We'd like to use information about the passengers to predict whether they will survive. Let's start by taking a look at how well some of the variables "split" the data according to our target.

In [None]:
df.groupby('sex')['fare'].median()

In [None]:
def createBoxPlot(df, x, y):
    sns.set(style="whitegrid")
    p = sns.boxplot(x=x, y=y, data=df)
    m1 = df.groupby([x])[y].median().values
    mL1 = [str(np.round(s, 2)) for s in m1]

    ind = 0
    for tick in range(len(p.get_xticklabels())):
        p.text(tick-.2, m1[ind], mL1[ind],  horizontalalignment='center',  color='w', weight='semibold')
        ind += 1    
    plt.show()

In [None]:
createBoxPlot(df,'sex','fare')

In [None]:
sns.set(style="whitegrid")
sns.boxplot(x="survive", y="fare", hue='sex', width=0.4, data=df)
plt.show()

Above we see boxplots that shows the fare distribution grouped by our target variable (survival). The left boxplot corresponds to people that died and the right one to people that survived. Alternatively, we could plot the distribution of fare according to survival

In [None]:
for r in range(2):
    hist = df[df.survived == r].hist('fare')
    plt.title("survived =" + str(r))
    plt.ylim(0,470)
    plt.show()

It seems that people that paid less are less likely to survive. We could use this to predict that people that paid more than 50 will survive.

In [None]:
def createCorrelationPlot(df):
    sns.set(style="white")
    # Compute the correlation matrix
    #corr = d.corr()

    # Generate a mask for the upper triangle
    #mask = np.triu(np.ones_like(corr, dtype=np.bool))

    # Set up the matplotlib figure
    f, ax = plt.subplots(figsize=(11, 9))

    # Generate a custom diverging colormap
    #cmap = sns.diverging_palette(220, 10, as_cmap=True)

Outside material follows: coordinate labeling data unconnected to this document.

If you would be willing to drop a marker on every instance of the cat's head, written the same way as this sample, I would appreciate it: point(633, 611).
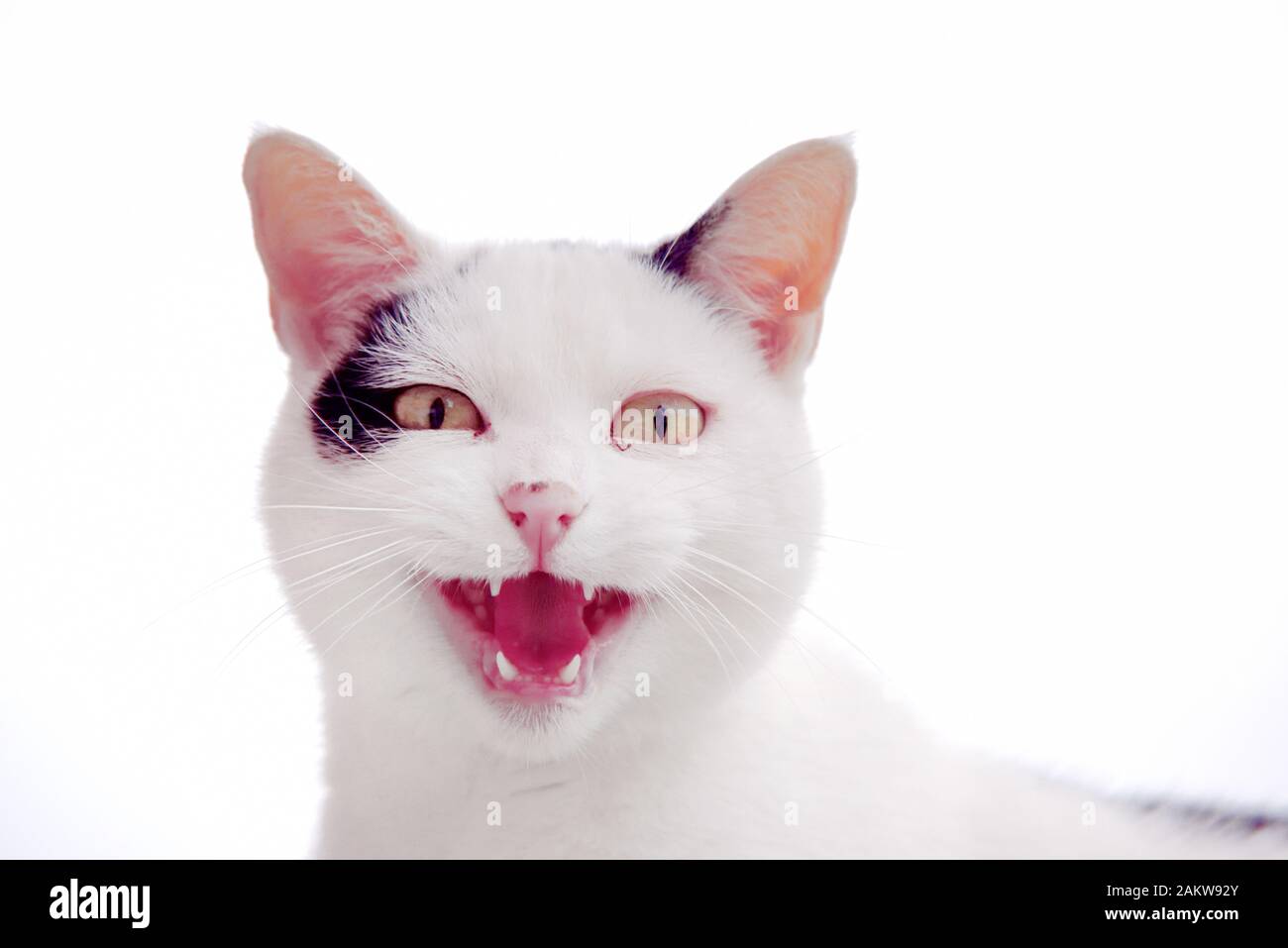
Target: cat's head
point(520, 487)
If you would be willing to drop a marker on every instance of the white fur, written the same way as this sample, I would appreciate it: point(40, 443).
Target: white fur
point(758, 736)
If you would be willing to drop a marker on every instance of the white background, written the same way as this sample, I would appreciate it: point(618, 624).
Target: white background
point(1052, 368)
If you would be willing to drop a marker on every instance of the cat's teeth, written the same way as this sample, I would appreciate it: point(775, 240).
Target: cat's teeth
point(568, 674)
point(507, 672)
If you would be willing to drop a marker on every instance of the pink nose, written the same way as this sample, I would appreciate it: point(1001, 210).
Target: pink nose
point(542, 511)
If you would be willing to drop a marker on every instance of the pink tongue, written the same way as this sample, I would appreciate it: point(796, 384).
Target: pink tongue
point(537, 622)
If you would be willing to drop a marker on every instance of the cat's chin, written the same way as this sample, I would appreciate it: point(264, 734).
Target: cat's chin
point(532, 640)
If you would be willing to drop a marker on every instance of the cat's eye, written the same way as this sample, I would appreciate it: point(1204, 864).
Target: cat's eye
point(658, 417)
point(436, 408)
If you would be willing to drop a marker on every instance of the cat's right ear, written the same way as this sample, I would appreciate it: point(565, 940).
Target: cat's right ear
point(331, 247)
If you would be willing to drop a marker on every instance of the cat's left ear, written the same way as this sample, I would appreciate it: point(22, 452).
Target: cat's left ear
point(331, 247)
point(768, 248)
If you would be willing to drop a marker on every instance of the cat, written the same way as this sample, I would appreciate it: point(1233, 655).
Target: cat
point(546, 511)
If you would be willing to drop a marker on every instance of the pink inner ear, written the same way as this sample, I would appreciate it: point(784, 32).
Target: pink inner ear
point(330, 245)
point(782, 230)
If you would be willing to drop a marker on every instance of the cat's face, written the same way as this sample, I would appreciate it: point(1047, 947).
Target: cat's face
point(523, 488)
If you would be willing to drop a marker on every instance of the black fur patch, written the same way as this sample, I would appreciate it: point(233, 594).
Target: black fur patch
point(673, 257)
point(351, 415)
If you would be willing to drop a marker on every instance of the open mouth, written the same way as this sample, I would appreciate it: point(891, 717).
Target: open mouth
point(537, 634)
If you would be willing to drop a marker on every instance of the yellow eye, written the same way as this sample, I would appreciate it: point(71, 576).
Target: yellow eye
point(436, 408)
point(658, 417)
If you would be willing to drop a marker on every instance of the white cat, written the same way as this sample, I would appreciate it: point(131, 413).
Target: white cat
point(546, 513)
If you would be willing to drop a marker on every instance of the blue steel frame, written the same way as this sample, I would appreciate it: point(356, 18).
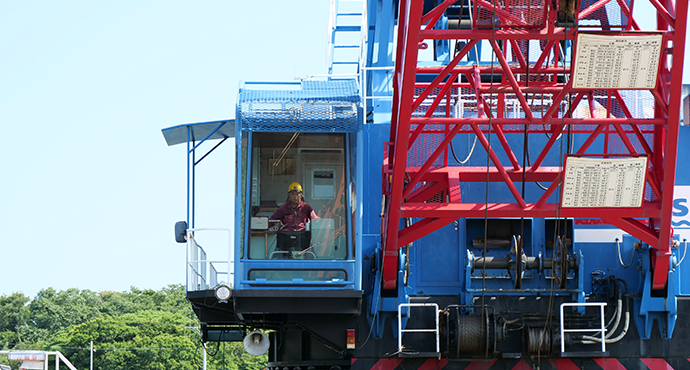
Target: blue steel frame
point(243, 265)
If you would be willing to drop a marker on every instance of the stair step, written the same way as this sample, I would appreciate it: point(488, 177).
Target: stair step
point(348, 28)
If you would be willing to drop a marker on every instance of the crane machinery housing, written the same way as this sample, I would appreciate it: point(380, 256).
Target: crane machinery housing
point(496, 185)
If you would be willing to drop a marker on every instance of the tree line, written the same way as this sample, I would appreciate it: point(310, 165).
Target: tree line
point(137, 329)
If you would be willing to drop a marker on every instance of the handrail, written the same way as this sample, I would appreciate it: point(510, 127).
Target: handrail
point(602, 329)
point(202, 273)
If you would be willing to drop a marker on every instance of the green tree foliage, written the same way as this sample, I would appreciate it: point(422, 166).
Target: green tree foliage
point(139, 329)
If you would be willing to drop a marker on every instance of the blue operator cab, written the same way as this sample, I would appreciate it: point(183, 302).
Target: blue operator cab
point(301, 132)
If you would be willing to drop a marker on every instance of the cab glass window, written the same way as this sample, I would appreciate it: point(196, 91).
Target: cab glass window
point(298, 202)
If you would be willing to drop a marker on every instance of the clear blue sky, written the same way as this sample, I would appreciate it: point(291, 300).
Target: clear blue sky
point(89, 191)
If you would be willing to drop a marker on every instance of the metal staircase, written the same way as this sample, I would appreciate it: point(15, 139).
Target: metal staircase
point(345, 38)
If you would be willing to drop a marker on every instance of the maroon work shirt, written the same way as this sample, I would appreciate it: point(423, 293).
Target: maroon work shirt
point(293, 218)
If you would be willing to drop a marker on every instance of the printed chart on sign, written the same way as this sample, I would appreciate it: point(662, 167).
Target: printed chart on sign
point(616, 62)
point(597, 182)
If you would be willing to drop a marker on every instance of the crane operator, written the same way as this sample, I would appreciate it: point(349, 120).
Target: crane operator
point(293, 216)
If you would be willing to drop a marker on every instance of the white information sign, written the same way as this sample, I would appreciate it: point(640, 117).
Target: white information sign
point(616, 61)
point(604, 182)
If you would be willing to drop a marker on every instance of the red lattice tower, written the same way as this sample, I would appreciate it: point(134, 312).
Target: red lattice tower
point(419, 184)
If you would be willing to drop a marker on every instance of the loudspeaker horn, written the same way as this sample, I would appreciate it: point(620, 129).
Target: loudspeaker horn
point(256, 343)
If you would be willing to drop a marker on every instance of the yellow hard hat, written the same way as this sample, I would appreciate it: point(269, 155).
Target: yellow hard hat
point(295, 186)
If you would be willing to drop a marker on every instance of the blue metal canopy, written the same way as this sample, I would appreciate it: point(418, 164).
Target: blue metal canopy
point(199, 131)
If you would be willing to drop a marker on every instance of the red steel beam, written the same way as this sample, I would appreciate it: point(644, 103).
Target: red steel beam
point(416, 27)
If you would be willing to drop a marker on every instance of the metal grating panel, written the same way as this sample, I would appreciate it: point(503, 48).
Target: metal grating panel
point(318, 106)
point(510, 13)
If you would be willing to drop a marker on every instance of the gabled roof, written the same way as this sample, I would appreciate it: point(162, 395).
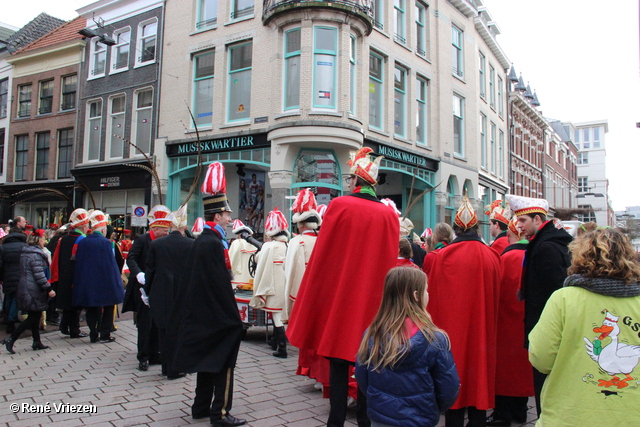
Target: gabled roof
point(64, 33)
point(36, 28)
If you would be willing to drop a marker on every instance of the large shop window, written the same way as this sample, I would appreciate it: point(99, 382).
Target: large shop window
point(376, 94)
point(292, 69)
point(240, 67)
point(318, 170)
point(324, 67)
point(204, 66)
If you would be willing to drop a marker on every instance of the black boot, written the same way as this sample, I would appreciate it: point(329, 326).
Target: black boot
point(281, 338)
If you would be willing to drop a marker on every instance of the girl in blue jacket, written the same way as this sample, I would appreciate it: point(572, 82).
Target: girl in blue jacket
point(404, 365)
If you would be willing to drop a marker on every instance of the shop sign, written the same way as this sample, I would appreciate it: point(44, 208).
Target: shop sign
point(219, 145)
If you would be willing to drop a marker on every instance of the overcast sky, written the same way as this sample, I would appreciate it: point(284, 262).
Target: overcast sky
point(581, 56)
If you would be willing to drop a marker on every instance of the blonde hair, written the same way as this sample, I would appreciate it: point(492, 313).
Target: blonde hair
point(605, 252)
point(386, 342)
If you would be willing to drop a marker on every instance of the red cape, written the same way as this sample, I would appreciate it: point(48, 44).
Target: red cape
point(463, 300)
point(342, 286)
point(514, 376)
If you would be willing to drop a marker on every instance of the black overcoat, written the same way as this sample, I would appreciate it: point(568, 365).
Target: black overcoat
point(205, 325)
point(166, 263)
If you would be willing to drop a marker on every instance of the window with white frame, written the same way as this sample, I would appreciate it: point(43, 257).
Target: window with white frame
point(142, 121)
point(421, 29)
point(241, 9)
point(120, 52)
point(483, 141)
point(456, 55)
point(325, 51)
point(69, 89)
point(352, 75)
point(500, 99)
point(239, 96)
point(43, 140)
point(22, 158)
point(421, 111)
point(492, 86)
point(493, 147)
point(97, 65)
point(147, 41)
point(481, 76)
point(203, 77)
point(376, 93)
point(399, 21)
point(115, 133)
point(292, 69)
point(65, 153)
point(24, 100)
point(400, 101)
point(458, 125)
point(46, 97)
point(207, 14)
point(94, 130)
point(4, 96)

    # Draw the heatmap with the mask and correct aspect ratio
    sns.heatmap(df.corr()
                ,mask=np.triu(np.ones_like(df.corr(), dtype=np.bool))
                ,cmap=sns.diverging_palette(220, 10, as_cmap=True)
                ,vmax=.3, center=0
                ,square=True, linewidths=.5, cbar_kws={"shrink": .5})
    plt.show()

In [None]:
createCorrelationPlot(df)

### Skewness & Kurtosis

#### Kurtosis: nature of the peaks of distribution
* Larger value indicates
    * sharper peak
    * smaller variance and/or fewer extreme values
* Positive value: acute peak
* Negative value: flat peak

#### Skewness: how asymmetrically the data is distributed
* Greater than 1
    * Obvious extended spread in one direction
* Positive value: longer right tail
* Negative value: longer left tail
* The greater skewness, the greater distortion and the worse for data mining generally

In [None]:
import seaborn as sns
from scipy.stats import kurtosis, skew

sns.distplot(df.fare, rug=True)
plt.show()

print('kurtosis is: {}'.format(kurtosis(df.fare)))

print('skewness is: {}'.format(skew(df.fare)))

In [None]:
for s in df.sex.unique():
    sns.distplot(df.fare[df.sex==s])

In [None]:
import seaborn as sns
from scipy.stats import kurtosis, skew

sns.distplot(df.age)
plt.show()

print('kurtosis is: {}'.format(kurtosis(df.age)))

print('skewness is: {}'.format(skew(df.age)))

In [None]:
from statsmodels.graphics.mosaicplot import mosaic
import matplotlib.pyplot as plt

mosaic(df, ['sex', 'survive'])
plt.xlabel('Sex')
plt.show()